America is addicted to sugar. The average American consumes about 20 teaspoons, or 80 grams, of sugar a day. Do you realize how much sugar you are consuming? Beware, it’s hiding in more foods than you might expect. In fact, added sugar is now found in at least 74% of packaged foods.
This article shines a light on some of the most surprisingly sugary foods and provides tips from oral health professionals to help you reduce your sugar intake and take care of your teeth.
Why Foods High in Sugar Are Dangerous
Many Americans are now consuming sugar at unnatural, toxic levels. Added sugars can lead to serious health consequences, including but not limited to oral health consequences, especially if they are consumed regularly or in high levels. In terms of oral health, excessive sugar intake can lead to cavities, tooth decay, and eventually more serious consequences, such as tooth loss. In terms of overall health, a diet high in sugar has been linked to weight gain, increased risk of heart disease, skin problems, increased risk of diabetes, increased risk of cancer, liver problems, mental health problems, low energy, and more.
5 Lesser-Known Foods High in Sugar
Some foods high in sugar are more obvious — candy, deserts, soft drinks, energy drinks — while others are more surprising. What we think of as healthy food options are not always as healthy as they seem.
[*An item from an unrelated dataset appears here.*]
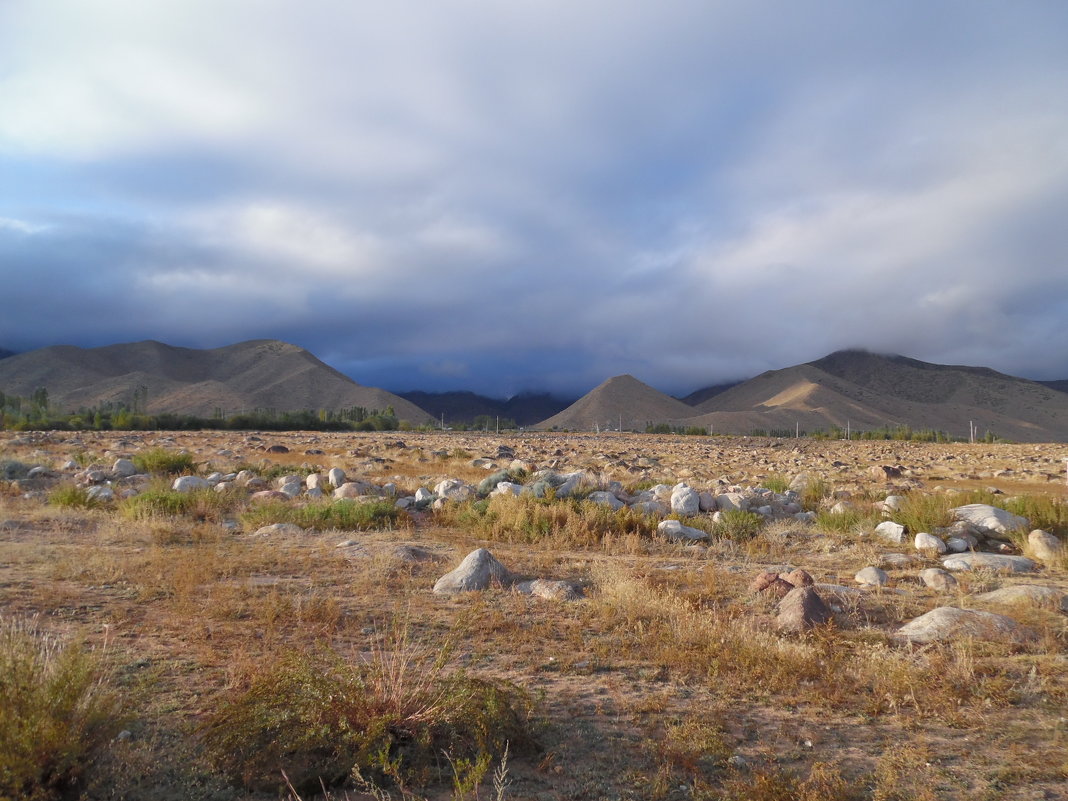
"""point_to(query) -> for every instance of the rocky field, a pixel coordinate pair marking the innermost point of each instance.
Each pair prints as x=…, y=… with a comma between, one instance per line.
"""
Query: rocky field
x=235, y=615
For example, several studies have found that many products marketed as “low fat” actually contain more sugar than regular versions of the same foods.
Below are five popular and surprising sources of sugar to keep an eye out for:
- Salad Dressing: Eating salad is healthy, right? Not necessarily. Many salad dressings contain excessive levels of sugar. Some types of dressing, like raspberry vinaigrette, contain up to 7 grams of sugar for just two tablespoons of dressing. Be careful how much you pour on!
- Yogurt: Yogurt is another thing we tend to think of as a nutritious choice — it’s certainly marketed as a so-called healthy snack or way to start the day. But even low-fat yogurts often contain surprising amounts of sugar: up to 47 grams in a single cup! In just one cup, this exceeds the daily suggested limit of sugar. When in doubt, opt for plain or greek yogurt over flavored options.
- Non-Dairy Milks: It’s not just dairy products you need to be careful of when it comes to sugar, non-dairy milks are another, lesser-known culprit. For example, some brands of soy milk contain up to 14 grams of added sugar. If you are looking for a healthier choice, make sure to read the label carefully and select unsweetened or light options.
- Cereals and Granola: Take a closer look at the nutritional facts and you’ll find that 100 grams of many types of
granola contain over 400 calories and up to 6 teaspoons of sugar! Instant oatmeal typically contains high levels of added sugar as well. Even “healthy” cereals can be loaded with sugar, so be careful how you start your mornings.
- Condiments: Some condiments, like ketchup and BBQ sauce, are insanely sugary, so be careful how much you are using and purchase more natural and unsweetened varieties.
These are just a few foods to be wary of if you are trying to limit your sugar intake. In general, be sure to read food labels carefully! And don’t just scan for the word “sugar” — there are at least 61 different names for sugar listed on food labels.
How Sugar Affects Oral Health
What does sugar actually do to your teeth? Sugars you consume act as fuel for harmful oral bacteria which produce acids. The acids destroy your tooth enamel and can create cavities (holes in your teeth) over time. Left unaddressed, cavities can progress to more serious oral health problems, including tooth loss.
So, how can you reduce your sugar intake? Read nutrition facts and ingredients carefully, avoid foods that list sugar as one of the first five ingredients, opt for whole ingredients over packaged foods, and enjoy your favorites in moderation.
Taking care of your oral health is also important. Brush your teeth and visit a dentist regularly to prevent cavities and tooth decay from developing (they only get worse over time!) It is recommended that most adults visit a dentist at least every six months, and even more frequently if they have a diet high in sugar or any other oral health problems.